Austin, Texas (PressExposure) June 15, 2008 -- In paternity law, legitimacy refers to the status of children who are born to parents that are legally married, or who are born shortly after a marriage ends through divorce. The opposite of legitimacy is the status of being illegitimate, which is born to a woman and a man who are not married to one another. Learn more of this with the Austin paternity.
In the United States, in the early 1970s, a series of Supreme Court decisions abolished most, if not all, of the common-law disabilities of bastardy, as being violations of the equal-protection clause of the Fourteenth Amendment to the United States Constitution.
In the United Kingdom and the United States, illegitimacy carried a strong social stigma. Unwed mothers were often encouraged, at times forced, to give their children up for adoption. Often an illegitimate child was reared by grandparents or married relatives as the "sister," "brother" or "cousin" of the unwed mother.
But by the final third of the 20th century, in the United States, all the states had adopted uniform laws that codified the responsibility of both parents to provide support and care for a child, regardless of the parents' marital status, and gave "illegitimate" as well as adopted persons the same rights to inherit their parents' property as anyone else. Learn more about this with the Austin paternity.

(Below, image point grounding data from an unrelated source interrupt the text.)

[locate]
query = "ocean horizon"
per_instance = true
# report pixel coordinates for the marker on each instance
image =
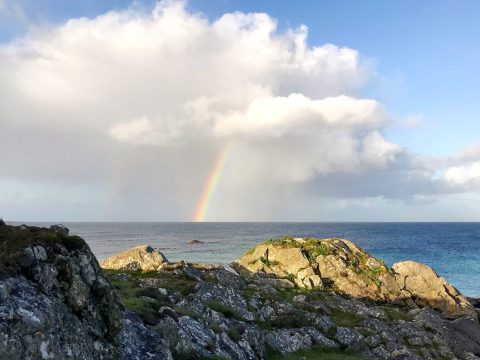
(450, 248)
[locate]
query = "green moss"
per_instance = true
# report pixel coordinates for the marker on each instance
(249, 251)
(269, 262)
(314, 247)
(345, 319)
(373, 273)
(183, 311)
(394, 313)
(15, 239)
(290, 321)
(282, 241)
(313, 353)
(234, 334)
(227, 311)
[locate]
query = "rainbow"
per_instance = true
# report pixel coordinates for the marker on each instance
(211, 184)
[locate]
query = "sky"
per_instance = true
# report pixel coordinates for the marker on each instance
(222, 110)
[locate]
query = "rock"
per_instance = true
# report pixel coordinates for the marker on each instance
(343, 266)
(226, 296)
(60, 229)
(142, 257)
(350, 339)
(138, 342)
(291, 340)
(195, 241)
(48, 308)
(421, 283)
(271, 259)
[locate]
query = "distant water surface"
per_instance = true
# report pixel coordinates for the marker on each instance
(452, 249)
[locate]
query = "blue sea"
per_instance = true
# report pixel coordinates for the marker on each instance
(452, 249)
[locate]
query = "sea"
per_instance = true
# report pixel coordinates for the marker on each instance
(452, 249)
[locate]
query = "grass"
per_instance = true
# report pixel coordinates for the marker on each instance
(313, 353)
(269, 262)
(396, 313)
(146, 301)
(310, 246)
(227, 311)
(183, 311)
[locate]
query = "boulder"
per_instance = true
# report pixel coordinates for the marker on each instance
(143, 257)
(344, 267)
(54, 300)
(421, 283)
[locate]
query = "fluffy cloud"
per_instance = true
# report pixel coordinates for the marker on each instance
(137, 104)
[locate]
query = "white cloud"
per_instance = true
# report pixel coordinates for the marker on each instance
(463, 175)
(141, 103)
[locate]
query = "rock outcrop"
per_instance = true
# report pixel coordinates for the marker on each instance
(141, 257)
(342, 266)
(421, 282)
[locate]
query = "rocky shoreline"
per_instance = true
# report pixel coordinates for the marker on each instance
(287, 298)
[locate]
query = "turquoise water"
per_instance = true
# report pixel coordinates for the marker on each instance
(452, 249)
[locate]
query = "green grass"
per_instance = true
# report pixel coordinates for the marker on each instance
(130, 292)
(269, 262)
(183, 311)
(396, 313)
(227, 311)
(313, 353)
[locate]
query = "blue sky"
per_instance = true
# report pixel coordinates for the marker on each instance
(410, 162)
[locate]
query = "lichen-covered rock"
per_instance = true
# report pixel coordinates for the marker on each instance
(344, 267)
(141, 343)
(142, 257)
(422, 283)
(49, 307)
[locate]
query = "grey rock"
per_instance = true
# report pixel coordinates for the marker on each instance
(350, 339)
(140, 343)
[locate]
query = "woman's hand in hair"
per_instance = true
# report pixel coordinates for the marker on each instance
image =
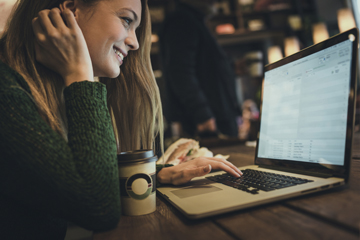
(200, 166)
(60, 45)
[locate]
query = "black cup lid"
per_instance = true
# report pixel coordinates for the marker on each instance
(135, 155)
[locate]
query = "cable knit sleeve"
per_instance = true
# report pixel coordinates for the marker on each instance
(75, 180)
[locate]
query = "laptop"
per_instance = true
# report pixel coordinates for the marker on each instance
(305, 136)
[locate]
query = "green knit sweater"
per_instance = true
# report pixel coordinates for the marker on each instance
(46, 181)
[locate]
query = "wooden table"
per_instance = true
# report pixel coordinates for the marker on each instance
(333, 214)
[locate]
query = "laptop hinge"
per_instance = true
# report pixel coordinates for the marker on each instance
(292, 170)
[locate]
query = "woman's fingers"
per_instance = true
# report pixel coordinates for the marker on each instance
(69, 19)
(38, 30)
(45, 22)
(56, 19)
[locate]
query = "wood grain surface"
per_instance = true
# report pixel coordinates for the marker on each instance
(164, 224)
(332, 214)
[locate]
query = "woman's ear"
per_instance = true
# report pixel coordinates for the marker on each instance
(68, 4)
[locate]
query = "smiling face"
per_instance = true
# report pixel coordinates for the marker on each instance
(109, 30)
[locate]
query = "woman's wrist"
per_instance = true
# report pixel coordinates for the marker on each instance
(78, 77)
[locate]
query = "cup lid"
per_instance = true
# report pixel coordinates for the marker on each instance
(135, 155)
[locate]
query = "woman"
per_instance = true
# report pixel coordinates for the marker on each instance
(61, 129)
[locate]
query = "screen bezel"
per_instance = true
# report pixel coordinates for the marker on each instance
(315, 168)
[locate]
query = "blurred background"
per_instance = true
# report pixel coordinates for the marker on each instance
(254, 33)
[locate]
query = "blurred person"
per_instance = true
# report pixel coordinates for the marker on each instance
(200, 82)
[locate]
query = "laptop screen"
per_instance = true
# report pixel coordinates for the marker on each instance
(305, 106)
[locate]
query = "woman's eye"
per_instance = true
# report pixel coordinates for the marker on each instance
(127, 21)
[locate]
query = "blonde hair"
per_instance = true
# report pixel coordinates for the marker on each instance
(133, 97)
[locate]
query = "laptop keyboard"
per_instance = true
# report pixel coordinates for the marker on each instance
(253, 180)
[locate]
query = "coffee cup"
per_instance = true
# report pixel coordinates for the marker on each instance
(137, 176)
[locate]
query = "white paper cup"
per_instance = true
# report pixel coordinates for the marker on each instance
(137, 173)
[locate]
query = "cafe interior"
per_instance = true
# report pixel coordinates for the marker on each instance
(253, 34)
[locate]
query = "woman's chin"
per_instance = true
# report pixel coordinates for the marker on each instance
(112, 73)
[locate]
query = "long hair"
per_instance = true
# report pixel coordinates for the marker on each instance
(133, 97)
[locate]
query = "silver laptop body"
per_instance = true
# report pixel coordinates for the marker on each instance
(306, 128)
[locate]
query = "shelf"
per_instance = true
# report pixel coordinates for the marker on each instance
(243, 37)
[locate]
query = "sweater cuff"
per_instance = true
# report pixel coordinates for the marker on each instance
(158, 169)
(95, 90)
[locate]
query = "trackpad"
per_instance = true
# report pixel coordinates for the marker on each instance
(195, 190)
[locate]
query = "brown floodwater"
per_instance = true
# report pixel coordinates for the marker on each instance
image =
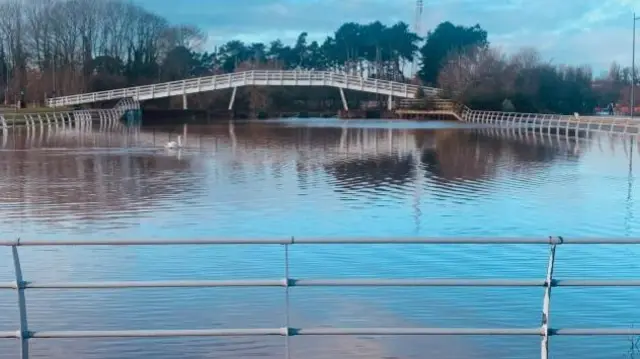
(316, 178)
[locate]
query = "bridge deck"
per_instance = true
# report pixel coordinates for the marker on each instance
(248, 78)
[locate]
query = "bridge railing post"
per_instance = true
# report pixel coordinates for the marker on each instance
(22, 303)
(546, 301)
(287, 331)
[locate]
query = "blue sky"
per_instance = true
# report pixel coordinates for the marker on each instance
(595, 32)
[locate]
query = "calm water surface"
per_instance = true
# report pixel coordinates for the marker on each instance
(318, 178)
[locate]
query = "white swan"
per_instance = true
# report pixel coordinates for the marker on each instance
(174, 144)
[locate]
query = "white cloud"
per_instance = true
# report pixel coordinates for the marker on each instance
(587, 31)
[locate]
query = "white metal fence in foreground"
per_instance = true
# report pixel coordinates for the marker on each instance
(544, 330)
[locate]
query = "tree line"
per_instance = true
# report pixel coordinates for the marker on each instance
(61, 47)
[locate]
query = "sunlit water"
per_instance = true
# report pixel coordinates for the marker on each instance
(318, 178)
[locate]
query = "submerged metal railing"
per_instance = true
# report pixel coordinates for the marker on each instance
(545, 331)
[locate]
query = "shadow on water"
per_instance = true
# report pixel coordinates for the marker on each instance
(303, 178)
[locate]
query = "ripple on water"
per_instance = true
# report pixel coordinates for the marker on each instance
(337, 179)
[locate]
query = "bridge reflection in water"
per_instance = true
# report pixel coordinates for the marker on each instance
(276, 180)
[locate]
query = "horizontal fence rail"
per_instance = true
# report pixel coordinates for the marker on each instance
(545, 331)
(248, 78)
(68, 119)
(548, 123)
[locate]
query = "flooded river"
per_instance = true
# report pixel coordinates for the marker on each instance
(318, 178)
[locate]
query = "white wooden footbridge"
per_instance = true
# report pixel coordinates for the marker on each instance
(250, 78)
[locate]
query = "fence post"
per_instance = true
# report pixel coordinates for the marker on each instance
(22, 304)
(546, 302)
(287, 330)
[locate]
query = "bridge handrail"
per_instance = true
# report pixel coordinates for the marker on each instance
(236, 79)
(544, 331)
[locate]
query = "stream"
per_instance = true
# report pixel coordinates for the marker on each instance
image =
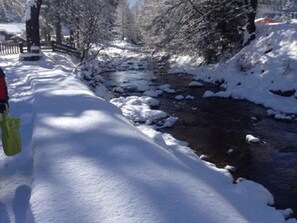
(217, 128)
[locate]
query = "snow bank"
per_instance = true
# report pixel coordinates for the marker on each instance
(264, 72)
(92, 165)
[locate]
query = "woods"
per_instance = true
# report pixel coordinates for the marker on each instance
(212, 29)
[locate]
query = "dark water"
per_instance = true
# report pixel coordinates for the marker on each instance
(213, 126)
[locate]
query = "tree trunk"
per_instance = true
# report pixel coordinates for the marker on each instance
(251, 27)
(32, 26)
(58, 29)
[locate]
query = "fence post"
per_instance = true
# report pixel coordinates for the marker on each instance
(21, 45)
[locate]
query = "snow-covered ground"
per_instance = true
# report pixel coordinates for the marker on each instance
(83, 161)
(265, 72)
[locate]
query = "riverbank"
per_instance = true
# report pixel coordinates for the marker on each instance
(92, 165)
(263, 72)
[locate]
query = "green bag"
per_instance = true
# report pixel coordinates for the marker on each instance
(11, 138)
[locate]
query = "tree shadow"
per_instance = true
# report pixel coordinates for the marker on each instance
(21, 206)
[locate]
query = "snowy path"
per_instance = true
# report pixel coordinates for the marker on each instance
(92, 165)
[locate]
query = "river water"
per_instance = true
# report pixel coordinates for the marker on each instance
(217, 128)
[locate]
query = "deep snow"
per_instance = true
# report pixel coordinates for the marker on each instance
(83, 161)
(258, 73)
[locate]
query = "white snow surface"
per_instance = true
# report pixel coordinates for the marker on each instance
(268, 64)
(83, 161)
(14, 28)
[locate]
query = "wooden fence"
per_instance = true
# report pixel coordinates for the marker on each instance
(65, 49)
(15, 48)
(9, 48)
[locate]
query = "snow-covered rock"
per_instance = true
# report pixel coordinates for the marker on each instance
(195, 84)
(252, 139)
(153, 93)
(179, 97)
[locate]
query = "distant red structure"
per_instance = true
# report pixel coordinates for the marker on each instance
(264, 21)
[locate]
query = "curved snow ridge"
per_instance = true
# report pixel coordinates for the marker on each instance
(92, 165)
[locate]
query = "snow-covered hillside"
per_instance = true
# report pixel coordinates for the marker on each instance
(82, 161)
(265, 72)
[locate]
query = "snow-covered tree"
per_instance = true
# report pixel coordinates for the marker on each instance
(212, 28)
(32, 23)
(125, 27)
(90, 21)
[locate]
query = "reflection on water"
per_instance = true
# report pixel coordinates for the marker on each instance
(214, 126)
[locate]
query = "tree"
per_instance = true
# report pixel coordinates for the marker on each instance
(125, 26)
(32, 23)
(211, 28)
(91, 21)
(12, 10)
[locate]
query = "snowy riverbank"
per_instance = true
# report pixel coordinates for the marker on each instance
(264, 72)
(82, 161)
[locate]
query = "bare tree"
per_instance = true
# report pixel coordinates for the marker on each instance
(211, 28)
(32, 23)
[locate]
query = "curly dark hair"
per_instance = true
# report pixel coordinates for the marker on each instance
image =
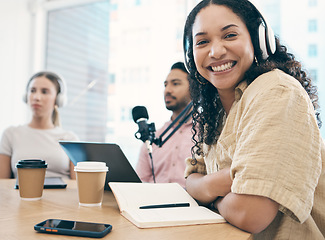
(208, 111)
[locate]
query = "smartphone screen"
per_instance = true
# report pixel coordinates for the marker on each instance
(76, 228)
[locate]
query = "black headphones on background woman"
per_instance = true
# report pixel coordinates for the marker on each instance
(61, 98)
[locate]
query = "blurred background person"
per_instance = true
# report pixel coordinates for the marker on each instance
(39, 139)
(169, 160)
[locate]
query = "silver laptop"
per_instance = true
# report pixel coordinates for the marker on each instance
(119, 168)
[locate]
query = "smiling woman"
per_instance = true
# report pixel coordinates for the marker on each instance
(257, 115)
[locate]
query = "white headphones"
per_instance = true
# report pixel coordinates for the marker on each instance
(266, 37)
(61, 98)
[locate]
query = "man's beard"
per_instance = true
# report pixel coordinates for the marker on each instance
(177, 106)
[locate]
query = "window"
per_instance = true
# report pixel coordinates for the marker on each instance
(77, 49)
(312, 50)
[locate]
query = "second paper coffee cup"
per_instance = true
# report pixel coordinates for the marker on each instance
(91, 178)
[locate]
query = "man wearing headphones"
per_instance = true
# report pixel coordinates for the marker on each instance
(168, 161)
(39, 138)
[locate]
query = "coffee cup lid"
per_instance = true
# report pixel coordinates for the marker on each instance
(90, 166)
(31, 163)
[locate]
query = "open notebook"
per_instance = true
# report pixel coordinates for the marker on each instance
(119, 168)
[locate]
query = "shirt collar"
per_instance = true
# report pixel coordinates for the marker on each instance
(239, 90)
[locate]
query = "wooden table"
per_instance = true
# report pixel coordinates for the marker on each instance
(18, 217)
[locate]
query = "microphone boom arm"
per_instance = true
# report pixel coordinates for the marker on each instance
(158, 141)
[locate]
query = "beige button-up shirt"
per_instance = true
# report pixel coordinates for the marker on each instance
(272, 144)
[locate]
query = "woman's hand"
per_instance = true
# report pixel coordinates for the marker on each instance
(248, 212)
(206, 188)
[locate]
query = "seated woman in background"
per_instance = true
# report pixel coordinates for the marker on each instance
(39, 138)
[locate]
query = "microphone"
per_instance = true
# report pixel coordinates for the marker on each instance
(146, 131)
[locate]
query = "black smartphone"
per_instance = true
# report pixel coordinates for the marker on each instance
(73, 228)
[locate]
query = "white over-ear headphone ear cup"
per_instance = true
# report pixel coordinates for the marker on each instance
(61, 98)
(271, 40)
(262, 41)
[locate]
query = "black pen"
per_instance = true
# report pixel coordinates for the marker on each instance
(166, 205)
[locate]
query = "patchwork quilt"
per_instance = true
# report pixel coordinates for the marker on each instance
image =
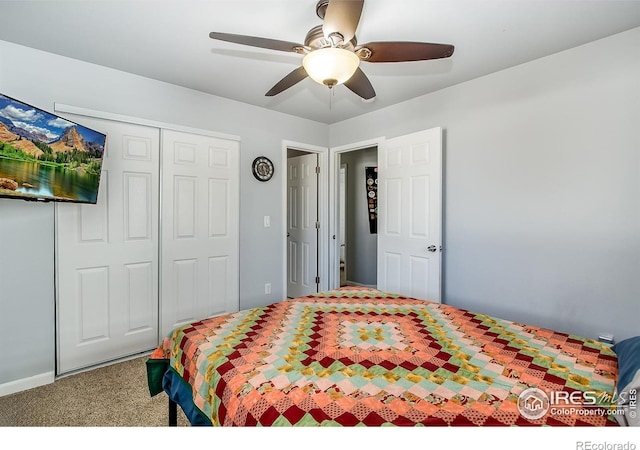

In the early 1970s, a series of Supreme Court decisions abolished most, if not all, of the common-law disabilities of bastardy, as being violations of the equal-protection clause of the Fourteenth Amendment to the United States Constitution. Generally speaking, in the United States, "illegitimacy" has been supplanted by the concept, "born out of wedlockâ. Visit the Austin paternity for more information about this.
A contribution to the decline of "illegitimacy" had been made by increased ease of obtaining divorce. Prior to this, the mother and father of many a child had been unable to marry each other because one or the other was already legally bound, by civil or canon law, in a non-viable earlier marriage that did not admit of divorce. If you want more information regarding legitimacy and illegitimacy issues, then visit the Austin paternity for more details.